In about two weeks, the Federal Open Market Committee is poised to hold its key policy rate again at a 22-year high of 5.25 to 5.5 percent, which it has held since July. The central bank began a historic push to raise interest rates in March 2022 in an effort to stem rising inflation.

But concerns about easing conditions in financial markets and heightened uncertainty about the U.S. inflation outlook kept officials cautious as the central bank paused its rate hike campaign.
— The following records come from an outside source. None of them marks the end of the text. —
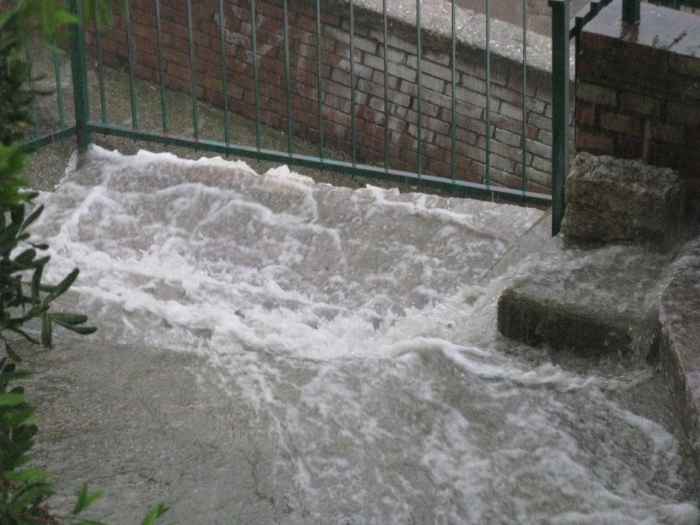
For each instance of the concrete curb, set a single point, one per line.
(679, 313)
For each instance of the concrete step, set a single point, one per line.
(679, 313)
(592, 299)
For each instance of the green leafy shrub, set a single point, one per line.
(24, 297)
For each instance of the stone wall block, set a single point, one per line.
(611, 199)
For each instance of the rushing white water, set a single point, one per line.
(356, 330)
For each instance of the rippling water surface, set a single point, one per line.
(354, 333)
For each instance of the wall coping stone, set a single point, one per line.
(506, 39)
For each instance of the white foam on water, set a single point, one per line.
(357, 327)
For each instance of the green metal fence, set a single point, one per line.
(84, 126)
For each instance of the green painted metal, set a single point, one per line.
(319, 79)
(385, 42)
(132, 66)
(288, 80)
(563, 30)
(561, 109)
(35, 116)
(419, 94)
(193, 74)
(224, 71)
(487, 179)
(161, 70)
(453, 87)
(353, 102)
(459, 187)
(256, 70)
(79, 78)
(59, 90)
(44, 140)
(524, 130)
(100, 70)
(84, 127)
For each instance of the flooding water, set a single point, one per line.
(346, 344)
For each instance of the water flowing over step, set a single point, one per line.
(620, 281)
(271, 350)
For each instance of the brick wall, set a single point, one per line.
(638, 94)
(507, 97)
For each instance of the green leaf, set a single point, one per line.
(69, 319)
(85, 499)
(10, 352)
(81, 330)
(8, 400)
(154, 513)
(26, 258)
(46, 331)
(25, 335)
(36, 283)
(19, 417)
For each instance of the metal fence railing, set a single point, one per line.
(82, 125)
(562, 33)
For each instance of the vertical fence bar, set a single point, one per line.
(385, 37)
(193, 73)
(353, 119)
(288, 80)
(132, 61)
(419, 94)
(256, 72)
(224, 71)
(524, 151)
(319, 79)
(487, 180)
(79, 77)
(59, 90)
(453, 102)
(560, 107)
(35, 118)
(161, 70)
(631, 11)
(100, 69)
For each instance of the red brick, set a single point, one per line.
(596, 94)
(621, 123)
(595, 143)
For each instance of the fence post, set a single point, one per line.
(560, 107)
(630, 11)
(79, 76)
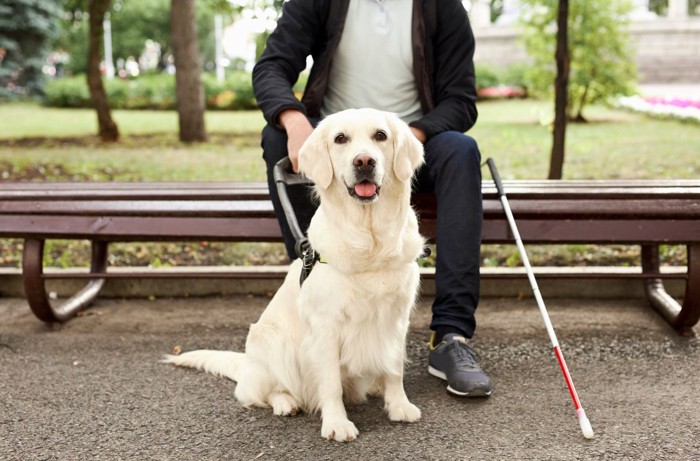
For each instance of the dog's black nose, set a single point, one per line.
(364, 163)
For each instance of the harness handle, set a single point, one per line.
(285, 176)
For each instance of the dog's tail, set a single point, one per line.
(219, 363)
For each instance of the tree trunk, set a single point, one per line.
(556, 163)
(188, 82)
(108, 130)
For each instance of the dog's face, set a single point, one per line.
(360, 150)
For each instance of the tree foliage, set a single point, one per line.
(26, 28)
(601, 61)
(134, 22)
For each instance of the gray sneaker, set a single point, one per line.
(455, 362)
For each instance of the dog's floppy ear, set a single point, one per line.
(314, 158)
(408, 150)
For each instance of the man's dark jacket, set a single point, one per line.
(443, 50)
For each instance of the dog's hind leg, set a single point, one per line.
(396, 402)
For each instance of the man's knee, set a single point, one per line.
(453, 149)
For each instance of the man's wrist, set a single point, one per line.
(290, 117)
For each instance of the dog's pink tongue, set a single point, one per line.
(365, 189)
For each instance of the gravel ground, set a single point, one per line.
(93, 388)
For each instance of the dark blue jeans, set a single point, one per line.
(452, 171)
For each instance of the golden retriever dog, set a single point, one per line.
(341, 335)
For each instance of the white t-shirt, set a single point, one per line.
(373, 65)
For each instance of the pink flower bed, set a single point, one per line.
(677, 108)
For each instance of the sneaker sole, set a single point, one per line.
(439, 374)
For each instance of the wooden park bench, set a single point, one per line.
(638, 212)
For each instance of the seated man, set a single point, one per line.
(414, 60)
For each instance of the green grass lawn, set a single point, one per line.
(42, 144)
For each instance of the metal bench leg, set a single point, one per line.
(680, 317)
(32, 274)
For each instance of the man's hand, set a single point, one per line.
(298, 130)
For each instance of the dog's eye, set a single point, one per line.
(380, 135)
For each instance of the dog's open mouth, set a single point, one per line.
(365, 191)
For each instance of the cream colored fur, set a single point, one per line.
(341, 336)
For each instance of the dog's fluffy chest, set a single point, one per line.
(366, 314)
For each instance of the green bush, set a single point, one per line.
(486, 77)
(156, 91)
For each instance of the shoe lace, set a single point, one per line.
(464, 356)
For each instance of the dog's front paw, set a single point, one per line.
(406, 412)
(339, 430)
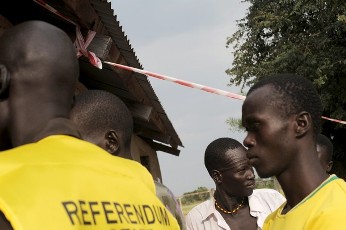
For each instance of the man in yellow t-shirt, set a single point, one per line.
(49, 178)
(103, 119)
(281, 114)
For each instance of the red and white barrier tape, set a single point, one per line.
(194, 85)
(334, 120)
(81, 45)
(81, 48)
(180, 82)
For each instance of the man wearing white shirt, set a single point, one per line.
(235, 205)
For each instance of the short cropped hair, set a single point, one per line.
(215, 152)
(101, 111)
(324, 142)
(294, 94)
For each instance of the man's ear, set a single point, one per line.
(303, 123)
(4, 79)
(216, 175)
(329, 166)
(112, 142)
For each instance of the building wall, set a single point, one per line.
(143, 153)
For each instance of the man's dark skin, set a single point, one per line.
(232, 187)
(40, 62)
(297, 146)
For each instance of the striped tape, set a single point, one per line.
(194, 85)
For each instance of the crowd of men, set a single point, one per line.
(63, 168)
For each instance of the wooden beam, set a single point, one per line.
(164, 148)
(151, 134)
(139, 111)
(101, 45)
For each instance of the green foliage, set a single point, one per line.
(304, 37)
(196, 196)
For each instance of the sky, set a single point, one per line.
(186, 39)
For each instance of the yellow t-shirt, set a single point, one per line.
(323, 209)
(62, 182)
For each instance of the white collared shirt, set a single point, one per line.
(262, 202)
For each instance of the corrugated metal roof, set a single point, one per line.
(108, 18)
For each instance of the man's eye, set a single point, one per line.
(252, 127)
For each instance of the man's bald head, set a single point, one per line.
(39, 72)
(38, 53)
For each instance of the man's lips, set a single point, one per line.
(251, 185)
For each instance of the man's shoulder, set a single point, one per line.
(265, 191)
(201, 209)
(267, 198)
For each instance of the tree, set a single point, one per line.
(298, 36)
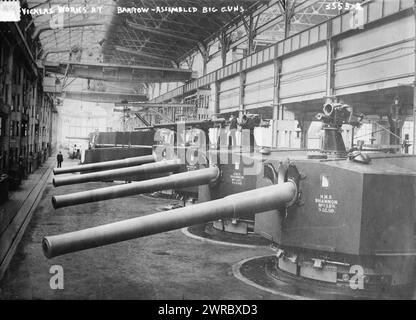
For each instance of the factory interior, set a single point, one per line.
(207, 150)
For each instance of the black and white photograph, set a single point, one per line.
(223, 152)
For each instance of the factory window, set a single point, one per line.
(24, 129)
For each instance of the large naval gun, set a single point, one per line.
(331, 217)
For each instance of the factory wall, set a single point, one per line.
(25, 111)
(335, 58)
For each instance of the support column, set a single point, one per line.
(205, 57)
(414, 88)
(217, 98)
(241, 93)
(225, 42)
(330, 50)
(277, 65)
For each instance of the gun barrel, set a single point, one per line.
(175, 181)
(106, 165)
(148, 168)
(253, 201)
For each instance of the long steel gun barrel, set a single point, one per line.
(144, 169)
(106, 165)
(174, 181)
(253, 201)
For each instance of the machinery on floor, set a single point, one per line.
(331, 217)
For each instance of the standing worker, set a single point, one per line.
(233, 130)
(59, 159)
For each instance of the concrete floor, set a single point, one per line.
(163, 266)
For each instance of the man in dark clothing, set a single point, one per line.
(233, 129)
(59, 158)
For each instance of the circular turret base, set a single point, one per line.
(264, 274)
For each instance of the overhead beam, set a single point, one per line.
(102, 97)
(117, 72)
(143, 54)
(138, 104)
(160, 32)
(47, 27)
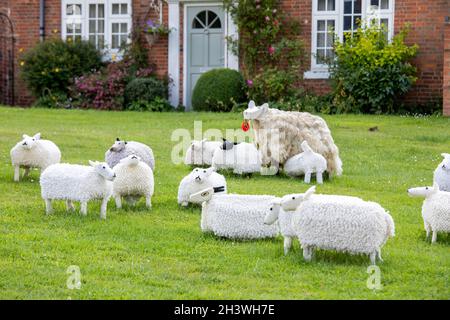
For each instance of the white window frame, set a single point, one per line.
(320, 71)
(108, 52)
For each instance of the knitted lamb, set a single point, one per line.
(442, 173)
(435, 209)
(306, 163)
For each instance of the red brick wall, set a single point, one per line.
(427, 30)
(446, 87)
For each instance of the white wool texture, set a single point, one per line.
(436, 211)
(307, 161)
(73, 182)
(200, 153)
(238, 216)
(133, 180)
(112, 158)
(442, 174)
(188, 185)
(342, 223)
(43, 154)
(293, 128)
(242, 158)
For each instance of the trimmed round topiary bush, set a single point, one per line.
(218, 90)
(53, 65)
(145, 90)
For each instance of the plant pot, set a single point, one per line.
(151, 38)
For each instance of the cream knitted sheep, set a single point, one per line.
(33, 152)
(235, 216)
(340, 223)
(200, 153)
(277, 135)
(442, 173)
(435, 209)
(200, 179)
(306, 163)
(71, 182)
(122, 149)
(134, 179)
(242, 158)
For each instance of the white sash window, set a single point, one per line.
(334, 18)
(105, 23)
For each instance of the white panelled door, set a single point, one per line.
(205, 43)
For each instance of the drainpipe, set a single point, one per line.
(42, 20)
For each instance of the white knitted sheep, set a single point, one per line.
(340, 223)
(242, 158)
(71, 182)
(306, 163)
(442, 173)
(277, 133)
(435, 209)
(198, 180)
(33, 152)
(134, 179)
(122, 149)
(200, 152)
(235, 216)
(284, 218)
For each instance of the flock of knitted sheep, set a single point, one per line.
(304, 147)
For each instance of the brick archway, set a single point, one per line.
(6, 60)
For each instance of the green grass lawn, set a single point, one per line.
(162, 253)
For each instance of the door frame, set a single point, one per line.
(227, 21)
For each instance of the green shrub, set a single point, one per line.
(157, 105)
(218, 90)
(370, 72)
(145, 89)
(54, 64)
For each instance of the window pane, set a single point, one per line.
(347, 23)
(123, 39)
(330, 25)
(216, 24)
(92, 26)
(320, 39)
(330, 40)
(331, 5)
(123, 8)
(347, 6)
(321, 5)
(101, 26)
(357, 6)
(101, 11)
(115, 42)
(320, 56)
(321, 25)
(115, 8)
(92, 11)
(356, 22)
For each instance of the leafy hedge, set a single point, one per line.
(218, 90)
(370, 72)
(53, 65)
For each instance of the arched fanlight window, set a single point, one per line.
(206, 20)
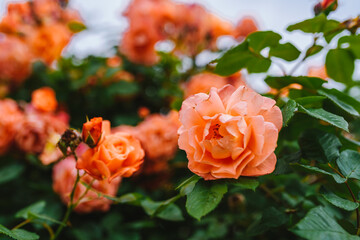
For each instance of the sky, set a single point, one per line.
(105, 22)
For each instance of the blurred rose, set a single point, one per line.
(10, 115)
(31, 134)
(92, 131)
(203, 82)
(319, 72)
(44, 99)
(47, 42)
(244, 27)
(64, 175)
(229, 133)
(15, 60)
(118, 154)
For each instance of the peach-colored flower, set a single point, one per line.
(244, 27)
(203, 82)
(10, 115)
(118, 154)
(92, 131)
(51, 153)
(319, 72)
(64, 175)
(138, 43)
(15, 60)
(158, 136)
(44, 99)
(47, 42)
(31, 134)
(229, 133)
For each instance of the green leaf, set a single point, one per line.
(336, 176)
(123, 88)
(10, 172)
(307, 82)
(188, 185)
(288, 111)
(313, 50)
(354, 44)
(245, 183)
(340, 202)
(267, 222)
(18, 234)
(326, 116)
(35, 208)
(313, 25)
(349, 164)
(285, 51)
(342, 100)
(262, 39)
(240, 57)
(171, 212)
(340, 65)
(204, 198)
(318, 224)
(320, 146)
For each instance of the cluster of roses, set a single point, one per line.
(33, 128)
(33, 30)
(107, 155)
(190, 27)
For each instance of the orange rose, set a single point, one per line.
(229, 133)
(203, 82)
(118, 154)
(64, 175)
(92, 131)
(44, 99)
(244, 27)
(10, 115)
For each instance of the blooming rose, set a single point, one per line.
(118, 154)
(158, 136)
(244, 27)
(92, 131)
(10, 115)
(44, 99)
(203, 82)
(229, 133)
(64, 175)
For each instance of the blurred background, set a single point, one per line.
(105, 25)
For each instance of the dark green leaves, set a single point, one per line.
(285, 51)
(318, 224)
(248, 54)
(320, 146)
(241, 57)
(307, 82)
(260, 40)
(204, 198)
(288, 111)
(340, 65)
(18, 234)
(342, 100)
(340, 202)
(349, 164)
(10, 172)
(326, 116)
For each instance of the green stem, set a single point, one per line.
(71, 205)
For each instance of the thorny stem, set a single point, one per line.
(71, 205)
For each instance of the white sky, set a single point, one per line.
(105, 22)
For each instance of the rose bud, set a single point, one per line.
(70, 139)
(92, 131)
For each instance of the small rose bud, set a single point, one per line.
(92, 131)
(70, 139)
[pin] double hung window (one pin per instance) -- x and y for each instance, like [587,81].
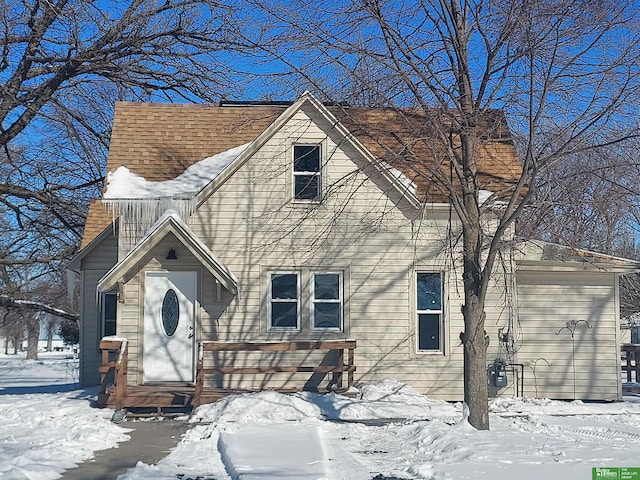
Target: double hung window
[326,310]
[429,311]
[306,300]
[307,172]
[285,302]
[108,313]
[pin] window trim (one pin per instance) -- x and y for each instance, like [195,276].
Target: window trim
[313,300]
[440,313]
[317,174]
[103,312]
[298,300]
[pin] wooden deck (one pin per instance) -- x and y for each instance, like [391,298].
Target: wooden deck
[117,394]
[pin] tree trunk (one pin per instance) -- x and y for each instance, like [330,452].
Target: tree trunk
[50,328]
[475,353]
[476,393]
[33,334]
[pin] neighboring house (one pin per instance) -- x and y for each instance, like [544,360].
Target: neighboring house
[287,222]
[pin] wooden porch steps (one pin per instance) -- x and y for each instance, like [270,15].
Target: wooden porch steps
[116,393]
[153,396]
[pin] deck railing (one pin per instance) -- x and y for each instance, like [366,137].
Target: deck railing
[114,391]
[631,362]
[336,366]
[114,369]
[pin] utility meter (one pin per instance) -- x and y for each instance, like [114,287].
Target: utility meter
[498,373]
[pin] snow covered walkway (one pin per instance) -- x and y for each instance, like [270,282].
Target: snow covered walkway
[257,452]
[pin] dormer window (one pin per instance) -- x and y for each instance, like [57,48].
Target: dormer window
[306,172]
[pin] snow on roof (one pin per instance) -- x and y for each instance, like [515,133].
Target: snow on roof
[124,184]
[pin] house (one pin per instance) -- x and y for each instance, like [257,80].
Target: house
[287,227]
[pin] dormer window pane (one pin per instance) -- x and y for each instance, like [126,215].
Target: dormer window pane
[306,172]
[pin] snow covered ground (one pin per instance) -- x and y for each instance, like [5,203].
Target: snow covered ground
[389,432]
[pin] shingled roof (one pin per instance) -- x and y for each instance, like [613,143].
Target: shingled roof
[159,141]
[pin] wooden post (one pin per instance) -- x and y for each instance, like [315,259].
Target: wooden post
[350,363]
[121,380]
[197,394]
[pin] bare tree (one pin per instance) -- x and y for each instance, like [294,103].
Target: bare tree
[564,72]
[63,65]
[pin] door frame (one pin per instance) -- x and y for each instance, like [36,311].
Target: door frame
[187,292]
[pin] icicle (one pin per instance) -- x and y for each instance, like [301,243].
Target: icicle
[138,215]
[71,286]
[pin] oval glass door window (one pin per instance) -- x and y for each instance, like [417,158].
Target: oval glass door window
[170,312]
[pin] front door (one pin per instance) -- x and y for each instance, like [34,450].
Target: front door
[168,350]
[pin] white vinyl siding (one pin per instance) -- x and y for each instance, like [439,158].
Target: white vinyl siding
[546,302]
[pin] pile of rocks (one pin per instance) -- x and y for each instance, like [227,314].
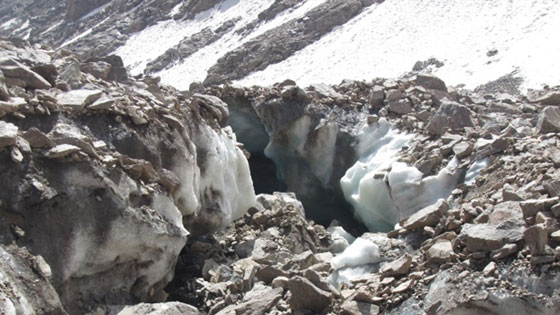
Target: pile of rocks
[96,197]
[494,241]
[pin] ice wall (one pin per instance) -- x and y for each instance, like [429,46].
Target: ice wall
[383,190]
[222,182]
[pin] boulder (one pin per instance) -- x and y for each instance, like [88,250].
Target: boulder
[25,285]
[61,150]
[450,116]
[428,216]
[359,308]
[549,120]
[257,301]
[397,267]
[531,207]
[306,296]
[441,252]
[169,308]
[99,69]
[376,96]
[536,238]
[13,105]
[76,100]
[16,70]
[488,237]
[550,98]
[401,106]
[504,251]
[4,93]
[8,134]
[430,81]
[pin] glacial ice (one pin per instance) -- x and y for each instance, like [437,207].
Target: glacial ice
[384,191]
[475,170]
[359,259]
[378,148]
[360,252]
[225,178]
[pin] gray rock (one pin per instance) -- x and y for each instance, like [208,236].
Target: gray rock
[76,100]
[257,301]
[441,252]
[305,295]
[169,308]
[99,69]
[550,98]
[359,308]
[504,251]
[376,96]
[394,95]
[4,93]
[215,105]
[496,146]
[102,103]
[428,216]
[450,116]
[397,267]
[401,106]
[488,237]
[37,139]
[8,134]
[268,273]
[430,81]
[536,238]
[13,105]
[16,70]
[25,283]
[462,149]
[531,207]
[549,120]
[61,150]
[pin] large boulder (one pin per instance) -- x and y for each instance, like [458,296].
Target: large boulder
[549,120]
[430,81]
[450,116]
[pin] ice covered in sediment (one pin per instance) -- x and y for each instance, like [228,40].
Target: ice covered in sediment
[223,179]
[340,231]
[340,239]
[360,252]
[383,190]
[378,148]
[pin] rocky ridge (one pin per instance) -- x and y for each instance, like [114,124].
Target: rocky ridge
[93,29]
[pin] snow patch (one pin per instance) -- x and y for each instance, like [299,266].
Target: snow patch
[388,38]
[383,190]
[82,35]
[97,10]
[360,252]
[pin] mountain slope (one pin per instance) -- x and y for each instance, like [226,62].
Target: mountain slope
[267,41]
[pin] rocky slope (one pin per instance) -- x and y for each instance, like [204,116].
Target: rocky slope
[125,196]
[108,176]
[106,180]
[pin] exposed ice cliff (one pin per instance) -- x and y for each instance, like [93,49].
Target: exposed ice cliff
[107,180]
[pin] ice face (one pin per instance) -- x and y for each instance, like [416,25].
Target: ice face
[378,148]
[384,191]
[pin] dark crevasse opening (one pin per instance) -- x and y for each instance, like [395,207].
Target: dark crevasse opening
[322,205]
[263,173]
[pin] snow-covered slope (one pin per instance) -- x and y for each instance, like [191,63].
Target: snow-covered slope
[387,39]
[261,42]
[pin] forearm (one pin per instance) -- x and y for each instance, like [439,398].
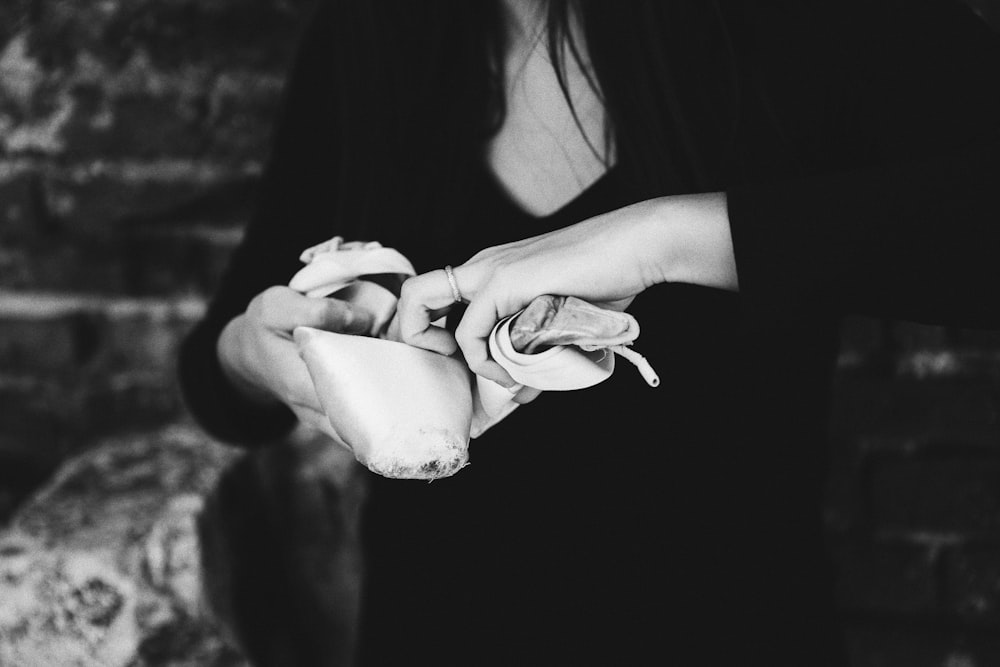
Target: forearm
[686,239]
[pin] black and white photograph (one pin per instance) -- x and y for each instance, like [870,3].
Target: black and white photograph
[475,333]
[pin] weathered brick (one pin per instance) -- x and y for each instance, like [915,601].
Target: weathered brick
[58,416]
[926,644]
[946,492]
[953,410]
[886,577]
[55,335]
[864,344]
[226,32]
[973,582]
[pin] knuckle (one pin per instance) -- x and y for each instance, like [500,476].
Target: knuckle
[408,290]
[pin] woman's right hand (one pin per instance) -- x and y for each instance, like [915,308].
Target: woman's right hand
[258,355]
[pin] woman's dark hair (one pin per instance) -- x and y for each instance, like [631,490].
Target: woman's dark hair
[420,93]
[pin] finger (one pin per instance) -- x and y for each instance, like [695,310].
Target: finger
[472,333]
[422,300]
[283,309]
[527,395]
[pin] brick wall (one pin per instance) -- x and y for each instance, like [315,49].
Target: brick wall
[131,135]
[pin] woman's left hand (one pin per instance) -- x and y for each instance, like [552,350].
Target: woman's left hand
[608,259]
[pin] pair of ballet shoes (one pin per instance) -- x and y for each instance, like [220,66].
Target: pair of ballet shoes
[409,413]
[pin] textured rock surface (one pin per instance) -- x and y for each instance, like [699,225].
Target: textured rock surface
[102,566]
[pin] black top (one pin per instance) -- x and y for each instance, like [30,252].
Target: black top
[623,524]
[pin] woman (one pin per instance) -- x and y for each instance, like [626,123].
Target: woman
[739,177]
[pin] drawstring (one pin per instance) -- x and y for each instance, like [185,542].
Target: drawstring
[644,367]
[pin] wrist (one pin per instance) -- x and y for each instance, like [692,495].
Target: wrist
[230,351]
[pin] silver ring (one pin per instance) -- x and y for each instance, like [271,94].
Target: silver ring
[456,294]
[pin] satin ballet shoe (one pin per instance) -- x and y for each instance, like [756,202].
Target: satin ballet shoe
[337,268]
[563,343]
[404,412]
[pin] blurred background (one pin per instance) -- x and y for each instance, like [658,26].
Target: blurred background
[131,138]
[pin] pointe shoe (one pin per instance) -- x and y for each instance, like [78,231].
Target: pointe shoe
[405,412]
[338,269]
[563,343]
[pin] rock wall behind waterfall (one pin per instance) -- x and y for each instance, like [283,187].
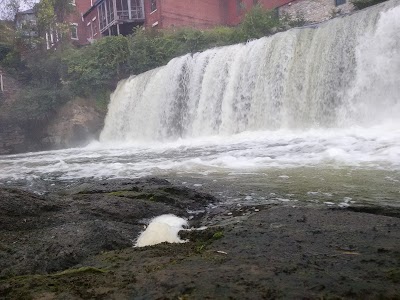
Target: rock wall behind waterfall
[343,73]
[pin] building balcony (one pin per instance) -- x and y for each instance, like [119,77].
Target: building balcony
[113,12]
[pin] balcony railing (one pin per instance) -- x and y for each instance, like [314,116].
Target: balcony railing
[113,11]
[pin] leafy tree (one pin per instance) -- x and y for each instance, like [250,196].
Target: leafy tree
[8,8]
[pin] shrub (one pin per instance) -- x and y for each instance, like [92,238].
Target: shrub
[38,103]
[96,66]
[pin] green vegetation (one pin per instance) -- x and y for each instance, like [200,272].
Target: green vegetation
[53,77]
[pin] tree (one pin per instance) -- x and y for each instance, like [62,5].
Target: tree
[8,8]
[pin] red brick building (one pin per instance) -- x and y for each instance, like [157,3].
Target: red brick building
[96,18]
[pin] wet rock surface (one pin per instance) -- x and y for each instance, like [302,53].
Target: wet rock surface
[77,244]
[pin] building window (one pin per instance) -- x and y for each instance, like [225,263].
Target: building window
[240,6]
[153,5]
[94,26]
[74,31]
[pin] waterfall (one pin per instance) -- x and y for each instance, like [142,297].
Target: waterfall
[345,72]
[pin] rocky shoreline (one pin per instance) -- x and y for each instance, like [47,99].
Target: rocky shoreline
[77,244]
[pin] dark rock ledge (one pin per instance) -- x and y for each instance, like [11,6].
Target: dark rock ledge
[77,244]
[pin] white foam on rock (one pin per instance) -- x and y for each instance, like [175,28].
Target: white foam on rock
[162,229]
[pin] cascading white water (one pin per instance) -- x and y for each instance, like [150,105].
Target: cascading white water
[344,72]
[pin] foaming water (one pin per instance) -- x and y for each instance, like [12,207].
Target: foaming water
[372,148]
[340,74]
[314,111]
[162,229]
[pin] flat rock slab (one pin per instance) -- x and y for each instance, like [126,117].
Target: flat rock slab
[41,234]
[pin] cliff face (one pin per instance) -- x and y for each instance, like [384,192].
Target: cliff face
[74,124]
[77,123]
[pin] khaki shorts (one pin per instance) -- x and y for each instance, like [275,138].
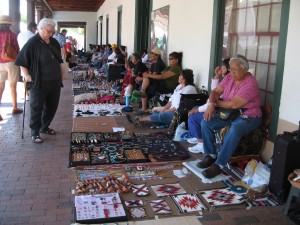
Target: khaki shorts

They refrained from signaling more definitively that it had reached a peak in interest rates and from discussing criteria for lowering borrowing costs.

To consider cuts, the central bank will need to look at several inflation reports that confirm this trend.

Powell confirmed the news on Friday, warning at an event at Spelman College in Georgia that the U.S. Federal Reserve “stands ready to tighten policy further if it is appropriate to do so,” adding that policy is “well contained.” territory” and the full effects of the central bank’s past actions are yet to materialize.

In a discussion at the event, he stressed that the central bank will closely monitor economic data. “Let information reveal the right path,” he said.

“While the lower inflation readings in the last few months are welcome, that improvement must continue if we are to achieve our 2 percent target,” he said.

On Friday, Austin Goolsbee, president of the Chicago Fed and a voting member of this year’s FOMC, said there was “no evidence” that inflation was going to stand at 3 percent, instead predicting it would fall. Return to the central bank’s long-term target of 2 percent.

As of October, the core personal consumption expenditure price index — the central bank’s preferred measure of inflation — was at an annual pace of 3.5 percent.